Question

What is the formula for barium fluoride?

Answer 1

Hint:Barium fluoride is an ionic compound which is insoluble in water. It is a colourless solid which occurs in nature as a rare mineral frankdicksonite. It is transparent, generally ranging from ultraviolet to infrared, from \[150-200\;nm\;{\text{to}}11-11.5\;\mu m\].

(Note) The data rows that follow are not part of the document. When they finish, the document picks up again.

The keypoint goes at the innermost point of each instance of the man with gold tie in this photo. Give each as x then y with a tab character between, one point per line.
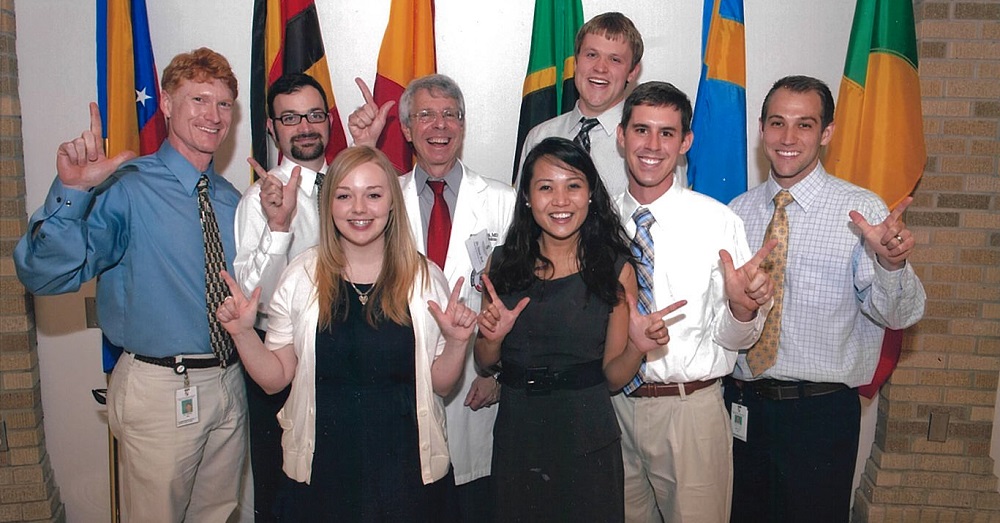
841	277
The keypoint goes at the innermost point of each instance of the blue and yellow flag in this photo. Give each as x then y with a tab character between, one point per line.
717	161
128	91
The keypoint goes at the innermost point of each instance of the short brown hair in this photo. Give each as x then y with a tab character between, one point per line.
200	65
613	26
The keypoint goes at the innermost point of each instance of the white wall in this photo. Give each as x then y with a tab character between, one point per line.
482	45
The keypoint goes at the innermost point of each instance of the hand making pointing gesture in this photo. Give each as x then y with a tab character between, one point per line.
367	122
891	240
748	287
81	162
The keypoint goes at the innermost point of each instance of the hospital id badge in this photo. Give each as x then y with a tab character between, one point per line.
739	419
186	404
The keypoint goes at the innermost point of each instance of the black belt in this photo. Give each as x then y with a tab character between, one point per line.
789	390
543	380
659	390
181	365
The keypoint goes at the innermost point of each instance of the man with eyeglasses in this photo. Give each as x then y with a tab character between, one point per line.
276	220
453	212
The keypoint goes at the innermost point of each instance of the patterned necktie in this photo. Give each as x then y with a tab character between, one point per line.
763	354
642	250
583	137
319	186
439	228
215	262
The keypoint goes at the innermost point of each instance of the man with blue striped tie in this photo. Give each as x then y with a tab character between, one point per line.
676	434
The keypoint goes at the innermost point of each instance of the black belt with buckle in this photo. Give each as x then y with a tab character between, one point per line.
789	390
543	380
181	365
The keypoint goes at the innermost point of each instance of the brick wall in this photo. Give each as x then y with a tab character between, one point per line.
27	488
949	363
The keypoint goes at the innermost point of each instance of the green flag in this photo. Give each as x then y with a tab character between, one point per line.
548	86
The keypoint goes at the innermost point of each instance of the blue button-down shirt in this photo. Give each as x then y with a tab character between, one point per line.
140	234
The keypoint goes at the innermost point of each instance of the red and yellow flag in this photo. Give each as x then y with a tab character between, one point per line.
287	39
407	52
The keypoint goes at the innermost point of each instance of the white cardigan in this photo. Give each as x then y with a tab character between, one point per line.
293	316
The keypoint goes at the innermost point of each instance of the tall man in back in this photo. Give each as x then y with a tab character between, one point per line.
278	219
607	52
676	436
456	217
157	231
841	277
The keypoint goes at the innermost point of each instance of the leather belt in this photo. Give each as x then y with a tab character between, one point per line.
181	365
543	380
779	390
657	390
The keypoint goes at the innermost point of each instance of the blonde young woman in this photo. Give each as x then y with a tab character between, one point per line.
360	327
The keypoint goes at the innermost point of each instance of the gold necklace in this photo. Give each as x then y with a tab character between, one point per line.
362	296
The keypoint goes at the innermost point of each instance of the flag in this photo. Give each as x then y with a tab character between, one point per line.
287	39
128	93
548	86
879	140
717	161
407	52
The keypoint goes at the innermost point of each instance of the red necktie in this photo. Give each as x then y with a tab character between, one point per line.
439	229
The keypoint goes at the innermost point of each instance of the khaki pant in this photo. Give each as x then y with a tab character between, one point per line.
678	453
169	473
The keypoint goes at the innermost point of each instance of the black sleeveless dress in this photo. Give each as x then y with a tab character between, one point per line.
366	466
557	457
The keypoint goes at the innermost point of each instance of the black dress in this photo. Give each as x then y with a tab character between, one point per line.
366	466
557	457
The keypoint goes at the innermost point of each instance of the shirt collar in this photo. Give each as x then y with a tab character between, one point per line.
806	191
183	170
308	184
453	179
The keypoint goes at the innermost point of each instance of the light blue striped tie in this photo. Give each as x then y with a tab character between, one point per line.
642	250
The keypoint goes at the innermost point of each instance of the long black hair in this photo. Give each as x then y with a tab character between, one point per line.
602	238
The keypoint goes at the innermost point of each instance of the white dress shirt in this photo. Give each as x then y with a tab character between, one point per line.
837	297
690	230
262	254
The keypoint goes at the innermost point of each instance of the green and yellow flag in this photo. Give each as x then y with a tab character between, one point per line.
548	87
879	139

Complete step by step answer:
As the name suggests, the given compound barium fluoride comprises a metal barium and a non-metal fluorine. We know that any compound containing a metal and a non-metal is considered to be an ionic compound. In ionic compounds, we have to take into account the charges of each of the elements present in the compound. Now let us identify the formula for the given compound i.e. barium fluoride.
From the periodic table, it is clear that barium is a metal having a symbol \[Ba\] and it belongs to group 1 thus, it possesses +2 cationic charge while fluorine is a non-metal having a symbol \[F\] and it possesses -1 anionic charge. It will look like $B{a^{2 + }}{F^{1 - }}$. As barium fluoride is neutral, the net charge on the compound should be zero. So in the present case, $( + 2) + ( - 1) = + 1 \ne 0$. Thus, this can’t be the formula for barium fluoride as one to one ratio of the charges makes the ionic formula. Now, we can change the subscripts in order to balance the charge. We will change the subscript of both metal and non-metal following the criss-cross method to neutralise the charge i.e.${(B{a^{2 + }})_1}{({F^{1 - }})_2}$. Now the charges are balanced as $(1 \times ( + 2)) + (2 \times ( - 1)) = 0$.
Hence, the formula for magnesium iodide is $Ba{F_2}$.

Note: While writing the chemical formula of an ionic compound, never write the subscript '1'. And it should be noted that we can also have one or two polyatomic ions like \[N{H_4}N{O_3}\] in the same compound. In this case, we have to find and write their names as identified from the Common Ion Table.